Thursday night’s events come roughly eight months after the attacks in Paris, where gunmen and suicide bombers killed 130 people. On Friday, Obama reassured the officials assembled that the United States and other partners would keep working to prevent similar violence in the future. “We are going to keep taking out ISIL leaders and pushing ISIL back in Syria and Iraq,” he said. “We’re going to keep standing with our partners from Africa to Afghanistan and we are going to destroy this vile terrorist organization.”

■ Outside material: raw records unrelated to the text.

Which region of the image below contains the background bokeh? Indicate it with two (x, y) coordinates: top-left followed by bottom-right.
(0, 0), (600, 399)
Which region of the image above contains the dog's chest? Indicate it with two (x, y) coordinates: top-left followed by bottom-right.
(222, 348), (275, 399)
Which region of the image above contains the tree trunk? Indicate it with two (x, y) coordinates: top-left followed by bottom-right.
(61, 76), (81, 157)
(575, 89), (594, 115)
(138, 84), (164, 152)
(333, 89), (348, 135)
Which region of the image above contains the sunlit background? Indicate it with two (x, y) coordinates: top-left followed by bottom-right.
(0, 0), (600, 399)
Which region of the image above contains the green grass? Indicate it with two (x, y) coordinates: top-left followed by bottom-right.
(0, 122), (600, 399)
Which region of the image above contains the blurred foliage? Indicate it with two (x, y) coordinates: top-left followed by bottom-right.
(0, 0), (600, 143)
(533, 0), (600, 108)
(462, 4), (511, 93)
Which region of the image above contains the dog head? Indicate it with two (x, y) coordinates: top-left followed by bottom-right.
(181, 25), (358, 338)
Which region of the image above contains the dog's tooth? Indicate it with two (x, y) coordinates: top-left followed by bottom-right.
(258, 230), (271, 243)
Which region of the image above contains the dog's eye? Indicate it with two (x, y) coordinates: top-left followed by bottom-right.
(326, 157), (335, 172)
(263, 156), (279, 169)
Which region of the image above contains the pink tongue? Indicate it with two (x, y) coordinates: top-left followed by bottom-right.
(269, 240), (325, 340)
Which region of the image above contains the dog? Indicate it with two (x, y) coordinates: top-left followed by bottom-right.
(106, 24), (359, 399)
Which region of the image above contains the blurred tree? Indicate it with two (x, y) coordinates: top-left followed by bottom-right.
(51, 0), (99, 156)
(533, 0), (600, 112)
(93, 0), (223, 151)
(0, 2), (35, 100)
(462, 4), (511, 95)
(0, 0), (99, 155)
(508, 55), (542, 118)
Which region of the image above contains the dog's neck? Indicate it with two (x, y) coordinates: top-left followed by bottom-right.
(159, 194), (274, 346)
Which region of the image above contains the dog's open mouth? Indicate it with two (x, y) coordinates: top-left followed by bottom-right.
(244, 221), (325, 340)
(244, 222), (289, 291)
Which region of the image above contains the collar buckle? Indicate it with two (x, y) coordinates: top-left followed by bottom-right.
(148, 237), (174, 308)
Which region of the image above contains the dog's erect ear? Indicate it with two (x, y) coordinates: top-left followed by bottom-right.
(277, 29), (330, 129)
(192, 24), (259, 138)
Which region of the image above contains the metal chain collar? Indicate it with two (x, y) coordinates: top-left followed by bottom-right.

Obama also reflected on the “difficult several weeks” the United States has had, seemingly referencing the terrorist attack in Orlando, Florida, and shootings in Texas, Minnesota, and Louisiana. “The divide that exists is not between races and ethnicities and religions,” he said. “It is between people who recognize the common humanity of all people and are willing to build institutions that promote that common humanity. And those who do not. Those who would suggest that somebody is less than them because of their tribe or their ethnicity or their faith or their color. And those impulses exist in all our countries.”

The president repeatedly emphasized tolerance. As reports about the Nice attacks rolled in Thursday night, former House Speaker Newt Gingrich called for the United States to deport some Muslim Americans. Without naming him, Obama called such suggestions “repugnant” and an “affront” to American values in his message to the diplomats. “We cannot give in to fear or turn on each other or sacrifice our way of life,” Obama said. “We cannot let ourselves be divided by religion because that's exactly what the terrorists want. We should never do their work for them.”